Jo’s grandmother Mary often bargained with God and with the Virgin Mary — for her knee to improve or for Jo to do well in VCE, and promising that in return, she’d volunteer to clean the church or buy the flowers for Easter Sunday or make a donation to the church fund or stop eating chocolate. Could Jo make a bargain with God? She wasn’t Catholic. She wasn’t baptised. Did God care? Was he open to making bargains with all comers? Mary did say, ‘We are all God’s children.’

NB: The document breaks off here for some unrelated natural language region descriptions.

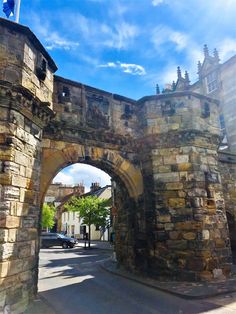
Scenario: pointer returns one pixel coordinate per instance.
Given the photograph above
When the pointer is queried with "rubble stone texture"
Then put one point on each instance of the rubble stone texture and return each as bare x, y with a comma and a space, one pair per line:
162, 152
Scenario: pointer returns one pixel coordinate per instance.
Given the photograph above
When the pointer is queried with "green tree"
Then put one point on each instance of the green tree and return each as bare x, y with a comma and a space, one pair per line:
93, 211
48, 215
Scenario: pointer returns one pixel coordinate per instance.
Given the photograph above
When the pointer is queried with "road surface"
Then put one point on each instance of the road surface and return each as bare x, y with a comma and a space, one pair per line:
72, 282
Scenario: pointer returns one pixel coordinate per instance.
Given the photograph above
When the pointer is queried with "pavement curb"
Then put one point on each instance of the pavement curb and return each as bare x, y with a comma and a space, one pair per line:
185, 290
40, 306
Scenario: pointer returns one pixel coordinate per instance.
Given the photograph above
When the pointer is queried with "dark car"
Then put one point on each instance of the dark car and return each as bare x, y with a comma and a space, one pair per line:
49, 239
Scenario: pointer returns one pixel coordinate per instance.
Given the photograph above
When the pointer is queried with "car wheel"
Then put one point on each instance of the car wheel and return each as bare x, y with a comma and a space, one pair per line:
64, 245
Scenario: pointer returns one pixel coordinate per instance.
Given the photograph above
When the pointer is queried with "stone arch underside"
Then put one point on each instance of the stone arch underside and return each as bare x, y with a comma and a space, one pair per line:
130, 219
58, 155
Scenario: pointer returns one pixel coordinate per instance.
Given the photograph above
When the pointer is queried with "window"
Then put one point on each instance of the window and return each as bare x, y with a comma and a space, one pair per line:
206, 110
65, 92
211, 81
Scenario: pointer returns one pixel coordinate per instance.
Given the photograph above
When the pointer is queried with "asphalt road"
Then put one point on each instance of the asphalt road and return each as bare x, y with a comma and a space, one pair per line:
72, 282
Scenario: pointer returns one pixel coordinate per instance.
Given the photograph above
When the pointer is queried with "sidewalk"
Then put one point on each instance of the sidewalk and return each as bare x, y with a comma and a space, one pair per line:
187, 290
39, 306
102, 245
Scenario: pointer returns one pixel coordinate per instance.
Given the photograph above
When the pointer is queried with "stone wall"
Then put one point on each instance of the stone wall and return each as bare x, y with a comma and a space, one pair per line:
228, 173
161, 151
20, 160
186, 220
24, 61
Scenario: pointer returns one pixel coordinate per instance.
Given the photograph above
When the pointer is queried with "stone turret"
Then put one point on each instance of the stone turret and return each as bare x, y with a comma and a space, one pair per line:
181, 175
26, 85
95, 186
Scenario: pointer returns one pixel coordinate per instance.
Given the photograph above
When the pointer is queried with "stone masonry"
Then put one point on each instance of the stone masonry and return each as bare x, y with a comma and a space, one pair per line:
161, 152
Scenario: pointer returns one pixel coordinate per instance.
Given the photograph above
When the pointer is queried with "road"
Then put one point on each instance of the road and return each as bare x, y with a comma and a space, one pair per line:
72, 282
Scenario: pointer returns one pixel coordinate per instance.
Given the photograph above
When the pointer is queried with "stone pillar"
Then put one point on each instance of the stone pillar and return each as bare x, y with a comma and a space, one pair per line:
186, 220
21, 121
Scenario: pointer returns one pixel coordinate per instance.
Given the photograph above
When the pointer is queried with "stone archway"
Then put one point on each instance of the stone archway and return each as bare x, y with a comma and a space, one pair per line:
57, 155
129, 191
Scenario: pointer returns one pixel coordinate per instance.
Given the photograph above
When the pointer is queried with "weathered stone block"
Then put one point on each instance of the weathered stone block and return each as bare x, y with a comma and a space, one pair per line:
189, 235
4, 268
174, 186
167, 177
163, 218
176, 202
177, 244
182, 159
175, 235
168, 160
189, 225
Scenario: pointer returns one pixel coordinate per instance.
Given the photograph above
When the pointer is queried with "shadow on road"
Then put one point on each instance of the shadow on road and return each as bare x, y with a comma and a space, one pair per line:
72, 282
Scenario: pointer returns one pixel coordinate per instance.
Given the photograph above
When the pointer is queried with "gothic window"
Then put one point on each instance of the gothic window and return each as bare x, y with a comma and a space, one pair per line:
222, 122
127, 110
206, 110
168, 108
41, 69
211, 82
66, 92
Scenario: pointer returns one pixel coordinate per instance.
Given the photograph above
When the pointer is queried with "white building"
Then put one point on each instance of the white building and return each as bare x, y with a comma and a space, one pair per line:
71, 223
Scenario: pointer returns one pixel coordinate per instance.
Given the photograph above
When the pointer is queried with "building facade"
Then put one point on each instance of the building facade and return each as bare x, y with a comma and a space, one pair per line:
173, 186
72, 225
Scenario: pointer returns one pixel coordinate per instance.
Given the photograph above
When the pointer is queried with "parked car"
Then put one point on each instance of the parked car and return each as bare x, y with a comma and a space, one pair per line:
49, 239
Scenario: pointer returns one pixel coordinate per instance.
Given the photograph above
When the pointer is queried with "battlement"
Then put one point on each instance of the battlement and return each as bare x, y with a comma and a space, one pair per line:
24, 61
179, 111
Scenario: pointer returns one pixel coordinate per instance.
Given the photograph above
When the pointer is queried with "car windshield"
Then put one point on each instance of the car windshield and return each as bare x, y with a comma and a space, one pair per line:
61, 236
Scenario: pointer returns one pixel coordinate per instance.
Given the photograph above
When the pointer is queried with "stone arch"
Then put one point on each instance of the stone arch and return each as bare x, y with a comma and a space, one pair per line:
57, 155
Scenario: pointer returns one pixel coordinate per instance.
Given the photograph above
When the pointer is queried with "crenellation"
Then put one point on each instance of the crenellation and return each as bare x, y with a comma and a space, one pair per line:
174, 187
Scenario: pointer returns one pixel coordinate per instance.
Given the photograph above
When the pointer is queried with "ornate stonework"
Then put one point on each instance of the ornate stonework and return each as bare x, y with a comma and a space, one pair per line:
172, 188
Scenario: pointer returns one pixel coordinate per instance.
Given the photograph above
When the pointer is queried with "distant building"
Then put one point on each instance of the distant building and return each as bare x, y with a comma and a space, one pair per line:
72, 225
57, 192
217, 81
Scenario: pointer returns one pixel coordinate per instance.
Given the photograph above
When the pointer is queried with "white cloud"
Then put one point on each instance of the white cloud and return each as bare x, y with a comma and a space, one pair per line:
227, 48
55, 41
157, 2
163, 35
52, 39
82, 173
129, 68
118, 34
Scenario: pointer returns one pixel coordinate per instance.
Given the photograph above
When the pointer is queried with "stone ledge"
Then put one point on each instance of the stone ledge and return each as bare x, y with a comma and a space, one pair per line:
186, 290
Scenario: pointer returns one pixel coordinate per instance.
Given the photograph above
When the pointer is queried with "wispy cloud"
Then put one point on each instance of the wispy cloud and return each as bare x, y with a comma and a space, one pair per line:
157, 2
51, 38
82, 173
55, 41
129, 68
117, 34
163, 35
227, 48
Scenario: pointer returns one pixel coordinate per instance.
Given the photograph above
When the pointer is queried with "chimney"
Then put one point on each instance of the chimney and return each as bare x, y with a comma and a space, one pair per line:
94, 186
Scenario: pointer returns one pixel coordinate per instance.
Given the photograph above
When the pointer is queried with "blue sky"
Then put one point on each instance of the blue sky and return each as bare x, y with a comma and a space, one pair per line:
127, 46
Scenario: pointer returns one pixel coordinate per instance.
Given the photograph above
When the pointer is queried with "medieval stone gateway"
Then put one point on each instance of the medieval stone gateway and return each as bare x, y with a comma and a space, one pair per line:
162, 151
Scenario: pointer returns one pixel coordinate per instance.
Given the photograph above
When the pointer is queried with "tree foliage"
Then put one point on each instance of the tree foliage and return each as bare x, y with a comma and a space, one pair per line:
93, 210
48, 215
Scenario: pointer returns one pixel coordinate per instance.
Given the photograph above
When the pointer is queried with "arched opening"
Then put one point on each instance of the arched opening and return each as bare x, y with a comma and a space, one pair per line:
128, 200
78, 180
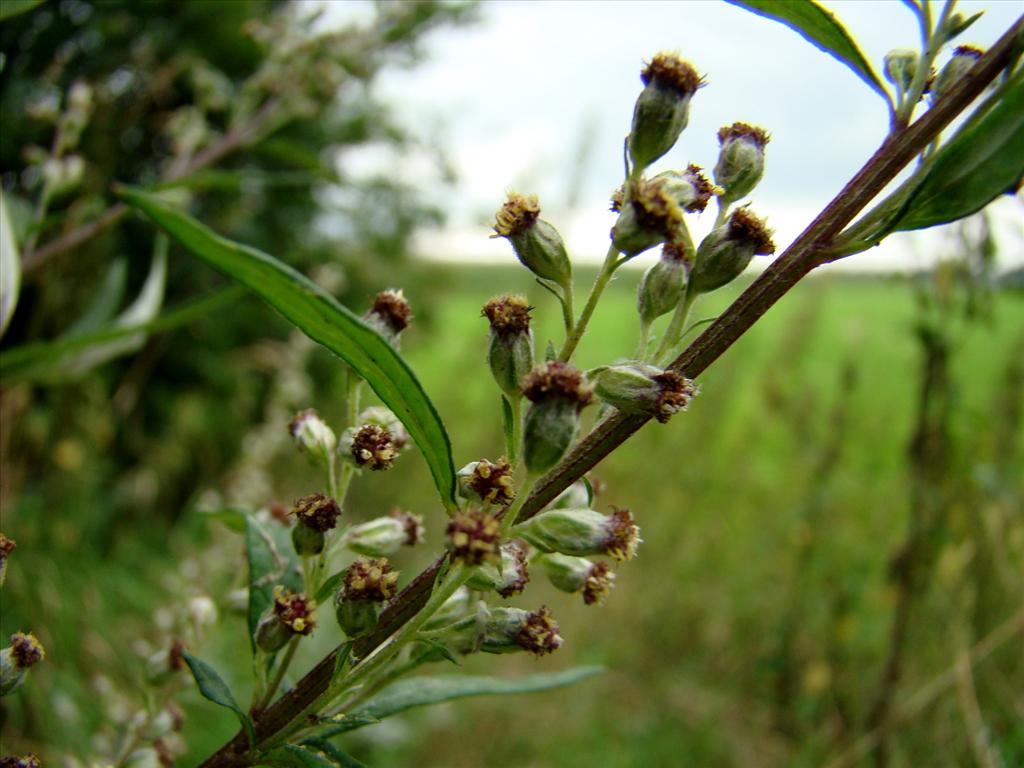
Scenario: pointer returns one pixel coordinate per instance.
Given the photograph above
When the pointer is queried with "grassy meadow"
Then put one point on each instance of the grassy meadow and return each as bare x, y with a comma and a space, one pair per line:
754, 626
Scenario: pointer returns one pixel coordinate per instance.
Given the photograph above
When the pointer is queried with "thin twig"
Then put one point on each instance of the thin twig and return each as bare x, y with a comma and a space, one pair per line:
799, 259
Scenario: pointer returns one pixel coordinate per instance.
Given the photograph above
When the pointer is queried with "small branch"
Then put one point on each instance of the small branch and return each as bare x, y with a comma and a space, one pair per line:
233, 139
798, 260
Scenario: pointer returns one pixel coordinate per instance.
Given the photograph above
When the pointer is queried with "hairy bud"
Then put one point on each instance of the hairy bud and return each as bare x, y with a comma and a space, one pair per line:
642, 388
385, 536
510, 344
662, 110
537, 244
583, 532
740, 160
727, 250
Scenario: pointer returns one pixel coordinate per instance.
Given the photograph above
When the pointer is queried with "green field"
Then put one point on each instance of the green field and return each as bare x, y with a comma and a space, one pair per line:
753, 627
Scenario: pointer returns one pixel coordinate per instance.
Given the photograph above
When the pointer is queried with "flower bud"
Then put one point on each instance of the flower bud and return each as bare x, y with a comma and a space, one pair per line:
650, 211
6, 547
291, 614
508, 580
740, 160
557, 392
663, 286
583, 531
963, 59
579, 574
474, 538
26, 761
506, 631
316, 514
312, 435
367, 585
25, 651
389, 314
384, 536
160, 667
642, 388
726, 251
485, 482
900, 68
537, 244
510, 344
662, 110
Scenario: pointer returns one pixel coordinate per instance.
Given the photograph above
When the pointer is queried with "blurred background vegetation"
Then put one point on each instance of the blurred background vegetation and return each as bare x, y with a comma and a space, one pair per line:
834, 543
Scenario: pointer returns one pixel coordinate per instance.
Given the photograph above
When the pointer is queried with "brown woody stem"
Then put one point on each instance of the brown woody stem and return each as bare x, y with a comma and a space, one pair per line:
807, 252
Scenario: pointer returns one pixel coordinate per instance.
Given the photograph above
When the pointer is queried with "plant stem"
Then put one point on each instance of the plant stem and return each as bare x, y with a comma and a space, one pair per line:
610, 264
809, 250
293, 644
674, 333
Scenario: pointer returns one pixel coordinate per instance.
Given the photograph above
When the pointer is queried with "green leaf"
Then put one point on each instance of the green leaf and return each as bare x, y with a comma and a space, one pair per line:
14, 7
341, 759
271, 561
819, 27
45, 360
322, 317
327, 590
984, 160
10, 266
212, 686
419, 691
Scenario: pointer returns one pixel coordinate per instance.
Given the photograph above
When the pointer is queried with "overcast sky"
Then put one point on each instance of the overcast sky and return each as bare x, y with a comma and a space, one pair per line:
538, 96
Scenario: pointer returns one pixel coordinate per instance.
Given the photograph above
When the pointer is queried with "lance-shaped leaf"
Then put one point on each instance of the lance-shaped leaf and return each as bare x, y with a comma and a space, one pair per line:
324, 320
819, 27
983, 161
10, 267
212, 686
419, 691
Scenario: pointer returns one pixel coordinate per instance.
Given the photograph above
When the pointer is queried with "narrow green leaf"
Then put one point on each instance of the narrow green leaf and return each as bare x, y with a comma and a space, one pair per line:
10, 266
14, 7
271, 561
819, 27
984, 160
212, 686
43, 360
419, 691
341, 759
323, 318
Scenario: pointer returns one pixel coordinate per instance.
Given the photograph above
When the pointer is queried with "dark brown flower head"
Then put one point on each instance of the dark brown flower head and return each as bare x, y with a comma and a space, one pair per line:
675, 394
599, 582
295, 610
412, 523
744, 131
493, 482
26, 761
702, 186
748, 228
517, 214
623, 536
475, 538
373, 581
391, 308
26, 649
508, 314
969, 50
540, 634
316, 511
669, 71
374, 448
514, 561
557, 380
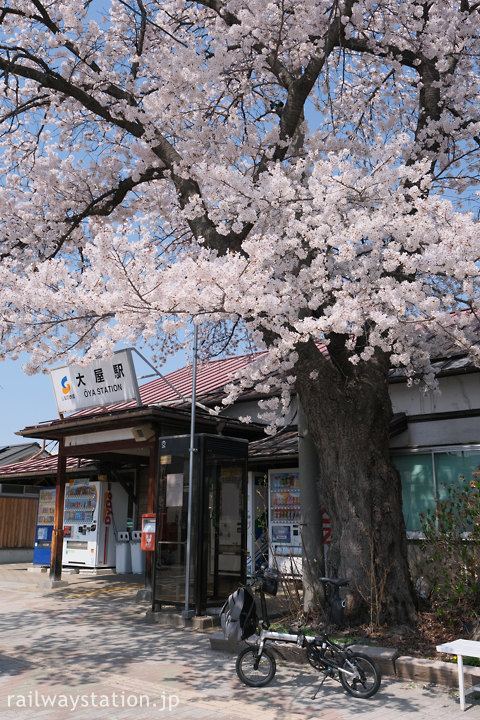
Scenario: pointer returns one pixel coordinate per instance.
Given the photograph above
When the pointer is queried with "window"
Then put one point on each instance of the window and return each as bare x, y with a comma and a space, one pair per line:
425, 476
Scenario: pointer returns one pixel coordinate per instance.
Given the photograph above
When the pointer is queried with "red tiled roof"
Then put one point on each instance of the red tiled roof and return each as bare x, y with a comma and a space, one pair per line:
212, 376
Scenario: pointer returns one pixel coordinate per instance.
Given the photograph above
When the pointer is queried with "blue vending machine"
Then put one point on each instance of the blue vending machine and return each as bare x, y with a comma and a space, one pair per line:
45, 521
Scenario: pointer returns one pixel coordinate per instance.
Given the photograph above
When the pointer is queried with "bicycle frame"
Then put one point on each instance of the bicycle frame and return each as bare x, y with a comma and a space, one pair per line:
299, 639
256, 666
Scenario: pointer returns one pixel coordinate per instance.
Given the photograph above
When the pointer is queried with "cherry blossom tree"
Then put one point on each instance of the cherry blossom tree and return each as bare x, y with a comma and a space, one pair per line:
301, 174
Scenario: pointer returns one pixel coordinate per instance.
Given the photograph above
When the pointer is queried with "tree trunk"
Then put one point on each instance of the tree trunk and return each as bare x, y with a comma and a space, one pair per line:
348, 412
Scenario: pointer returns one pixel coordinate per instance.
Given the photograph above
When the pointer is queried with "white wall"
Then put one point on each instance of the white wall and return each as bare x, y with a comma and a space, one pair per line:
457, 392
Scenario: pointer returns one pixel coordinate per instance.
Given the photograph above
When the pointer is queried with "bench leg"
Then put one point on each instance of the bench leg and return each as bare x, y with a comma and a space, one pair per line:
461, 683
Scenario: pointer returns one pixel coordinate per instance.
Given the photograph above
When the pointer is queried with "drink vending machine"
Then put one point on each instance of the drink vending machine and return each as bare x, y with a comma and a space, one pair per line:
284, 521
93, 514
45, 522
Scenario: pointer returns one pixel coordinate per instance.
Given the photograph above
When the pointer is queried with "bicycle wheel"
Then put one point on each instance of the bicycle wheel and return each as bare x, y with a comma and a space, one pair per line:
255, 671
366, 679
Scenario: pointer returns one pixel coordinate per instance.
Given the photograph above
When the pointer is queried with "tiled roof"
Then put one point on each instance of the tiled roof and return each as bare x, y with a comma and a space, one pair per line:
42, 466
212, 376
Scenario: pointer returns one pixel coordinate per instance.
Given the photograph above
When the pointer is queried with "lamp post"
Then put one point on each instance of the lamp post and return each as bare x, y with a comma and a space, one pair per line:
187, 613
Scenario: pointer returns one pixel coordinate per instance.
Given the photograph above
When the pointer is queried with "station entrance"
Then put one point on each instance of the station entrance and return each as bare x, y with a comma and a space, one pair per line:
218, 521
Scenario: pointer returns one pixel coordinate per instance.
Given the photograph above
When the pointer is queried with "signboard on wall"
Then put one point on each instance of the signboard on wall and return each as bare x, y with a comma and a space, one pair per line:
102, 382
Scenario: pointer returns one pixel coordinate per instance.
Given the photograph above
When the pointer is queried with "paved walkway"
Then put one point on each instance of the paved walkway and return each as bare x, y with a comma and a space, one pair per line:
85, 652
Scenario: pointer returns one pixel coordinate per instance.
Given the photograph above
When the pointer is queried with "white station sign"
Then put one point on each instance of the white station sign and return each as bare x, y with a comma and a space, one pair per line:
102, 382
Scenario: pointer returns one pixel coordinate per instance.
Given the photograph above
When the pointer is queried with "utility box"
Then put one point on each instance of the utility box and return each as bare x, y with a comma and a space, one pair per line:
148, 532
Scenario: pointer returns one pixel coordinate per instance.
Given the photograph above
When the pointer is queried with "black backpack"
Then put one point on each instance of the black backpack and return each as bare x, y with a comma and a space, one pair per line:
238, 617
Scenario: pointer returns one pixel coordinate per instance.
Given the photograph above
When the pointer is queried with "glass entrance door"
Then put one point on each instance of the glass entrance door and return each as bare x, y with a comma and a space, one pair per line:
218, 532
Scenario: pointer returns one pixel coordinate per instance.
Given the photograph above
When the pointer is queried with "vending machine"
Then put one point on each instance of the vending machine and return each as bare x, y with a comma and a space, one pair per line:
284, 521
45, 521
94, 512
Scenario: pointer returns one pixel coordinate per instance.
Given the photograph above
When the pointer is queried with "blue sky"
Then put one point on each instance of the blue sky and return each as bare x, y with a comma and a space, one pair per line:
29, 399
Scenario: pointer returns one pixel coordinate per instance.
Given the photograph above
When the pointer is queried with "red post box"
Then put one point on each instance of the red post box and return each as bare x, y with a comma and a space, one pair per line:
148, 532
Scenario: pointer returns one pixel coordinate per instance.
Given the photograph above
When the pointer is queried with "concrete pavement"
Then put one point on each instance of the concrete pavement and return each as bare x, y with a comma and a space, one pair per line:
86, 652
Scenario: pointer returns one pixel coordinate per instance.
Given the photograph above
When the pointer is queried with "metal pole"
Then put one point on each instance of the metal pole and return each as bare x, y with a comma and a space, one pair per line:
187, 612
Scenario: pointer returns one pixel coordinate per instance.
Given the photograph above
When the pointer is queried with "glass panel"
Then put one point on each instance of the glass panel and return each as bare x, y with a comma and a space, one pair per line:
171, 536
418, 491
455, 467
226, 533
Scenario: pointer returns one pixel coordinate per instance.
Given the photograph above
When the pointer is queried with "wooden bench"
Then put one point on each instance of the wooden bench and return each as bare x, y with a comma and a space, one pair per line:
462, 648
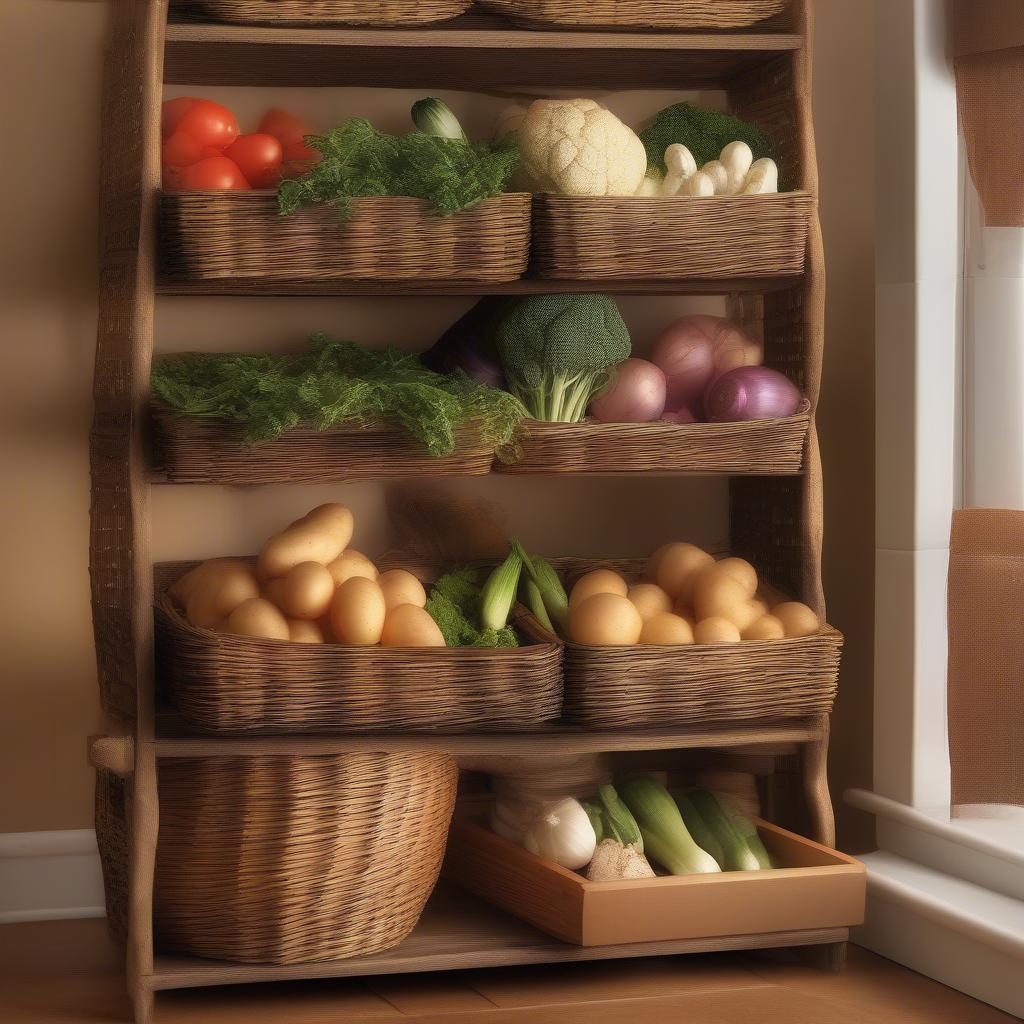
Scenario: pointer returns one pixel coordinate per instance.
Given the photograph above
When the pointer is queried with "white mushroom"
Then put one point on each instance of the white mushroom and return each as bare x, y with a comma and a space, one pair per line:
715, 169
736, 158
762, 178
681, 167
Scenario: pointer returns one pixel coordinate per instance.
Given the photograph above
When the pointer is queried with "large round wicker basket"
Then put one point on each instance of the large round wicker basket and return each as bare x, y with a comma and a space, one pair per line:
286, 858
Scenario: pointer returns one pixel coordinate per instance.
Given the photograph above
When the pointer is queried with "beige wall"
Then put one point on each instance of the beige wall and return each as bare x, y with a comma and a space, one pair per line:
48, 310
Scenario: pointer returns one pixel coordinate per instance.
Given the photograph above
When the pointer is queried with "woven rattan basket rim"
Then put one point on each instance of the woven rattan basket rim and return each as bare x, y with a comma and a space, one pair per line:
398, 13
691, 14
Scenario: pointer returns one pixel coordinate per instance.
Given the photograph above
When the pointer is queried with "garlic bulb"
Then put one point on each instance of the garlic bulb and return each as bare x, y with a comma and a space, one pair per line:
562, 833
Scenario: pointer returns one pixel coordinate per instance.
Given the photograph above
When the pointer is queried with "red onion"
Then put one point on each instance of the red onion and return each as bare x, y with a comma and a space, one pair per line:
751, 393
684, 352
636, 394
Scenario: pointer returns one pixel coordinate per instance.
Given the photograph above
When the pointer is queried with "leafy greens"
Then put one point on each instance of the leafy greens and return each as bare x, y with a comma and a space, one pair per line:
336, 383
451, 174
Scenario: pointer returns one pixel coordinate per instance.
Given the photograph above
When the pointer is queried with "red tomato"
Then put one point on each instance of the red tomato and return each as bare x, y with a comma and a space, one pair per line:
210, 125
259, 158
213, 173
287, 128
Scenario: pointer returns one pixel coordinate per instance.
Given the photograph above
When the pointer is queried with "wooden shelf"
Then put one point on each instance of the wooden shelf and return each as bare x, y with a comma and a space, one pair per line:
174, 739
458, 931
262, 288
480, 52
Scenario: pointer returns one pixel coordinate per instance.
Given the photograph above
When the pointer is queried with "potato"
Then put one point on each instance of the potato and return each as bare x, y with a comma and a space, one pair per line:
273, 591
307, 591
303, 631
716, 630
182, 588
797, 619
598, 582
357, 612
649, 599
349, 563
674, 567
218, 592
400, 587
741, 570
605, 621
719, 594
666, 628
257, 617
409, 626
318, 537
765, 628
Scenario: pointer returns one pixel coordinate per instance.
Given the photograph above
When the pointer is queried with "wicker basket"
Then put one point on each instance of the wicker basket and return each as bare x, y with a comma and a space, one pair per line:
215, 236
187, 451
228, 684
282, 859
639, 13
376, 13
651, 685
676, 238
764, 446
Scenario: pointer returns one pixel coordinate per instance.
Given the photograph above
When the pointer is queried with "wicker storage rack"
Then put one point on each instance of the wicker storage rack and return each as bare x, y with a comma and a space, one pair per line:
228, 684
639, 13
676, 238
652, 685
196, 451
377, 13
770, 446
286, 858
212, 236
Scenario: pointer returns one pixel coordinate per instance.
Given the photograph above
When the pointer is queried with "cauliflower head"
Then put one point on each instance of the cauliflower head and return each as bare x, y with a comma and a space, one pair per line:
578, 147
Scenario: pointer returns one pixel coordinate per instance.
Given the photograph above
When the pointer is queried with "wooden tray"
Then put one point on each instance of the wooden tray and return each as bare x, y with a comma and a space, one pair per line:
817, 888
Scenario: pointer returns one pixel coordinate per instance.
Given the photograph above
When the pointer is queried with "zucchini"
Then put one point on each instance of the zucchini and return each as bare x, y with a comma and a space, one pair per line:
738, 856
665, 837
702, 836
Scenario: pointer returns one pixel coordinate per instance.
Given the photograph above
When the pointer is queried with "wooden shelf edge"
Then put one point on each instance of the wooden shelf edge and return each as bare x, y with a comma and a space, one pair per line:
460, 932
480, 32
172, 740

If she was willing to be fat, would God turn the clock back?

‘Now, I’ll get settled before we call them in,’ Sarah said, sitting down across the table from Jo. Sarah’s body was a series of soft rolls and folds; the top she wore was tight, and distorted red and yellow tulips stretched over the bulges and into the folds.

Jo closed her eyes.

‘Are you okay?’ Sarah asked.

Jo opened her eyes and nodded.

‘Sorry, stupid question,’ Sarah continued. ‘Look, sorry I’m late. We’ll talk more later. The police are going to ask you questions. They want you to make a statement. They want you to tell them what happened in detail. Step by step.’ Jo was mesmerised by Sarah’s bright red lips, her double chin, her pale neck.

‘I’ll be here. If I think they’re asking you a question that you shouldn’t answer, I’ll tell you. But otherwise I won’t interrupt. I’m here to make sure you are treated as you should be, within the law. Okay?’

‘Yes. But what if I don’t know… don’t have the answers?’

‘Let’s see how we go.’ Sarah turned to Mandy. ‘It’s best if you don’t interrupt, either.’

‘Are they going to ask me questions too? Will they interview me?’